Protein Quantification Across Hundreds of Experiments: Efficient Algorithms for LC-MS Data Analysis

Zia Khan
Computer Science, Princeton University

One of the driving aims of studies that quantitatively measure gene expression across hundreds of experimental conditions and replicates is the identification of the genes and pathways affected in disease. Measurement of only gene expression falls short in one major respect: it provides an incomplete read-out of cellular physiology. Pathways affected may involve changes in overall protein abundance or changes in proportions of post-transitionally modified variants of these proteins. Quantitative proteomics aims to address this problem.
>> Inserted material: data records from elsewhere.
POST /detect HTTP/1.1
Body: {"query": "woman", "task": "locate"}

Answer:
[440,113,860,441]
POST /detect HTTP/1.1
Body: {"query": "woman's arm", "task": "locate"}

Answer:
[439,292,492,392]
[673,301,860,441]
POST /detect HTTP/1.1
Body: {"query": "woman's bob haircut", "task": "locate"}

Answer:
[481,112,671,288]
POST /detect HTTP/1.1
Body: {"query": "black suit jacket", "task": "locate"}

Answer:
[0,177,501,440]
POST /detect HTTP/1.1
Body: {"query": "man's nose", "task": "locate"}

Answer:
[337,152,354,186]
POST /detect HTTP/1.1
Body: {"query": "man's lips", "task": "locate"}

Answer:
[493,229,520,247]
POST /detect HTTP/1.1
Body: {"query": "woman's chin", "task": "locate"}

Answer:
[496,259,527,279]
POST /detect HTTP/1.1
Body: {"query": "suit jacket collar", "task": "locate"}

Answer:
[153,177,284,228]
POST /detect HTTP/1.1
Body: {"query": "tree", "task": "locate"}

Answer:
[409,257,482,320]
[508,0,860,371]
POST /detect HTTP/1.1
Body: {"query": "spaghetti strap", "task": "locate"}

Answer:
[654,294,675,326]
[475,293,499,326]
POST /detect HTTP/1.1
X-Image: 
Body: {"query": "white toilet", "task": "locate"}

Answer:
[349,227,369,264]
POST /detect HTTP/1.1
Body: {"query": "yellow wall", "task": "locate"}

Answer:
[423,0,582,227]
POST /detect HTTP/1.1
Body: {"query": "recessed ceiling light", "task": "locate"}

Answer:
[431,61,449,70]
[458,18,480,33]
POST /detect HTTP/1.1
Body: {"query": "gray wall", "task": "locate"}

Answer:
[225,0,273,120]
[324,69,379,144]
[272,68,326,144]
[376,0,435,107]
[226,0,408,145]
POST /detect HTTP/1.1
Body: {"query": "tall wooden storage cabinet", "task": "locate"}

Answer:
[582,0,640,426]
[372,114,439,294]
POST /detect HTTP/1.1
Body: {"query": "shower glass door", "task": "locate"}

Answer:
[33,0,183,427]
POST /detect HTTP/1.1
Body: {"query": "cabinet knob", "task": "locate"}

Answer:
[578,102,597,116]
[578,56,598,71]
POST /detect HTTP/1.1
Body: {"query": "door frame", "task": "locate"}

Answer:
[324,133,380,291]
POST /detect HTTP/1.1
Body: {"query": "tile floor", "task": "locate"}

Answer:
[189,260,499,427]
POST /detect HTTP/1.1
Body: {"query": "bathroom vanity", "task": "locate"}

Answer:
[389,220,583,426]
The primary measurement tool of quantitative proteomics is liquid chromatography-tandem mass spectrometry (LC-MS/MS).

Despite significant advances in LC-MS/MS instrumentation, quantitative proteomics studies have been limited to small number of experimental conditions and replicates. This situation exists, in part because the computational challenge of extracting quantitative measurements from LC-MS/MS data sets is more difficult than reading quantitative measurements from a gene expression microarray. In this talk, I present algorithmic techniques drawn from computational geometry that directly address this computational challenge. We validate these techniques using several data sets with both internal and external measures of quantification accuracy. We demonstrate the scalability of these techniques using a large data set that spans a total of 472 experimental conditions and replicates.